Cool, no disagreement here.

> 2) I don't like the idea of "weird" integer sizes on loads and stores to
> struct memory though.  One of the major things that the current bitfield
> design is intended to encourage is to allow CSE and DSE of accesses to
> struct fields.  It currently does this by widening out loads (too much!) but
> if the widening is the problem, I'd rather see this expanded out into a
> series of loads (e.g. a i8 load and an i16 load, instead of an i24 load).
> The reason for this is that the optimizer won't be splitting up i24 loads -
> codegen will, and exposing truth to the mid-level optimizer is the right
> thing to do.

This is I think the interesting question. We discussed quite a bit in
person and I'm not going to try to repeat all of it here...

I think my essential argument is that the way the memory model (both
C++'s and LLVM's) works, it is specifically useful for the frontend to
emit maximally widened and/or merged stores. This exposes the maximal
width of store which will not introduce a data race. Without this
information, the optimizer can't freely use natural width operations
in many cases, and it becomes harder for the optimizer to combine
loads and stores to unrelated parts of a bitfield because they may
appear to be important to leave separate to avoid data races.

One possibility which we specifically discussed was pre-splitting the
wide load or store operations into "natural" integer widths for the
target. This has (in my mind) two significant downsides:

1) LLVM will hoist some of these operations across basic blocks which
will prevent the target from merging them when profitable (say the
memory is aligned, and it can do a 128bit store)

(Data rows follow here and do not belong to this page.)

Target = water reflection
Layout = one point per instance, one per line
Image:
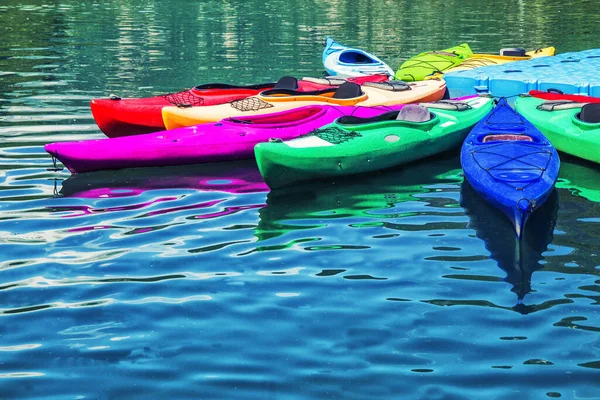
(376, 196)
(235, 177)
(517, 258)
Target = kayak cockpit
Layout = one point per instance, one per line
(355, 57)
(409, 113)
(590, 113)
(291, 117)
(506, 138)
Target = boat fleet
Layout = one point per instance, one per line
(362, 117)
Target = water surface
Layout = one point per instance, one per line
(197, 282)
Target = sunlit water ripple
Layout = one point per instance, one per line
(197, 282)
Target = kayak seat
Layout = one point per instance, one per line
(355, 57)
(503, 137)
(421, 115)
(513, 52)
(352, 120)
(590, 113)
(392, 86)
(291, 92)
(348, 90)
(414, 113)
(227, 86)
(287, 82)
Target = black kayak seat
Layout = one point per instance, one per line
(513, 52)
(388, 116)
(348, 90)
(233, 87)
(352, 120)
(355, 57)
(287, 82)
(590, 113)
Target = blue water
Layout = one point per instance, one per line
(196, 282)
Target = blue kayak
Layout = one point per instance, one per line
(510, 164)
(519, 259)
(347, 61)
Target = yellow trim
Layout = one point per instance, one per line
(320, 99)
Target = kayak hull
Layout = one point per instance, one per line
(510, 164)
(118, 117)
(338, 149)
(562, 127)
(483, 60)
(213, 142)
(340, 60)
(175, 117)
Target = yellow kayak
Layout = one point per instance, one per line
(483, 60)
(275, 100)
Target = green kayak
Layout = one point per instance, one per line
(572, 127)
(353, 145)
(431, 62)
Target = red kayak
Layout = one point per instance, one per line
(553, 94)
(123, 117)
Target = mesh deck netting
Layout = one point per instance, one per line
(334, 135)
(250, 104)
(183, 98)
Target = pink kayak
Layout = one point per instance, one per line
(228, 139)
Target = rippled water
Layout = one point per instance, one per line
(197, 282)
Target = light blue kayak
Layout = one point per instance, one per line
(347, 61)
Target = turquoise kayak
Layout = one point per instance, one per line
(510, 164)
(353, 145)
(347, 61)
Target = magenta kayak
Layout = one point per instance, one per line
(228, 139)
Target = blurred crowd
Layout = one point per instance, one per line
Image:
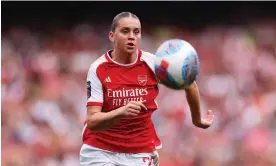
(43, 88)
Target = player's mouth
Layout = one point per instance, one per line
(130, 45)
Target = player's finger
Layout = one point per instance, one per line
(132, 114)
(209, 112)
(210, 115)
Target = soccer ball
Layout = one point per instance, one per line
(176, 64)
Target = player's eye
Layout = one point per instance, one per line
(136, 31)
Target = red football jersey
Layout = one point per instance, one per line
(112, 85)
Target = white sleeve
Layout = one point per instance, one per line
(94, 88)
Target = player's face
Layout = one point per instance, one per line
(127, 35)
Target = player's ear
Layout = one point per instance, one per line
(111, 36)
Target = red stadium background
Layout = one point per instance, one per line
(47, 48)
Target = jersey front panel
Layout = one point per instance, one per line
(120, 85)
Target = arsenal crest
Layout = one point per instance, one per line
(142, 80)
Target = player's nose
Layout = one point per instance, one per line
(131, 36)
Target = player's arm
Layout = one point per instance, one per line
(98, 120)
(193, 98)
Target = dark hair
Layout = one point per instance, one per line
(119, 16)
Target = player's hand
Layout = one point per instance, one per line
(133, 108)
(208, 121)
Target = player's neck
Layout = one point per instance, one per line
(123, 57)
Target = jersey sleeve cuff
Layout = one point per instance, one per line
(90, 103)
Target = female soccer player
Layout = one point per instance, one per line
(122, 88)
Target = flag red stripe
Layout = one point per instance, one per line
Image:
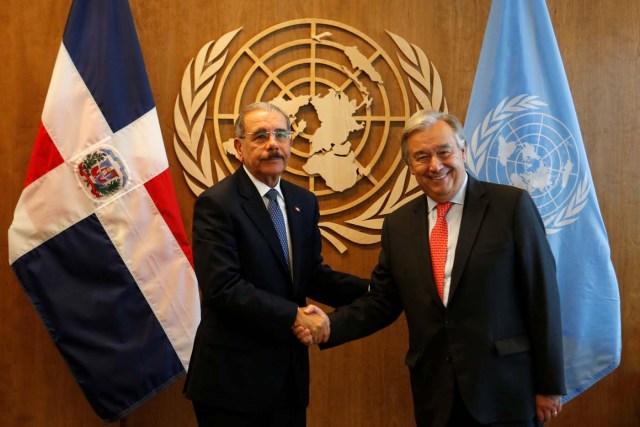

2) It duplicates the logic to intelligently decompose a load or store
of a wide integer between the frontend and the codegen layer in LLVM.
This is particularly frustrating because the codegen layer will in
many cases do a *better* job of decomposing things that the frontend
will by taking advantage of the exact instructions available and the
final alignment of the memory location.

> 3) This is the sort of change that needs some numbers to back it up.
> Performance results would be best, but a decent proxy for them in this case
> would be to look at the code size of functions in 176.gcc or something else
> that uses a bunch of bitfields.

I think this is crucial. =] I've run the LNT test suite with and
without this patch, and I get no regressions (or improvements) in
performance. That said, my box is quite noisy. If I can submit the
patch, the LNT build bots will give us much more stable data I
suspect.

I don't have 176.gcc handy, but I looked at the binary sizes for every
program in the LNT test suite. Here are the benchmarks which changed
by at least 1%. First column is the benchmark, then the old size of
the '.text' section, then the new size, and finally "(new - old) /
old" to show the % change.

MultiSource/Benchmarks/Fhourstones-3.1/Output/fhourstones3.1.simple,
4872, 4984, 0.022988505747126436

SingleSource/UnitTests/Output/2009-04-16-BitfieldInitialization.simple,
952, 888, -0.067226890756302518
SingleSource/UnitTests/Output/ms_struct-bitfield-init-1.simple, 664,
680, 0.024096385542168676
SingleSource/UnitTests/Output/2006-01-23-UnionInit.simple, 904, 920,
0.017699115044247787
SingleSource/Regression/C++/Output/2011-03-28-Bitfield.simple, 568,
552, -0.028169014084507043

So, one benchmark grew by 2.2%, but its a tiny benchmark to start
with, so this isn't terribly interesting.

Of the bitfield-heavy single source tests, we have 1.7%, 2.4%, -2.8%
and -6.7%. So the growth here doesn't seem worrisome at all.

Any other benchmarking you'd like me to do to validate this?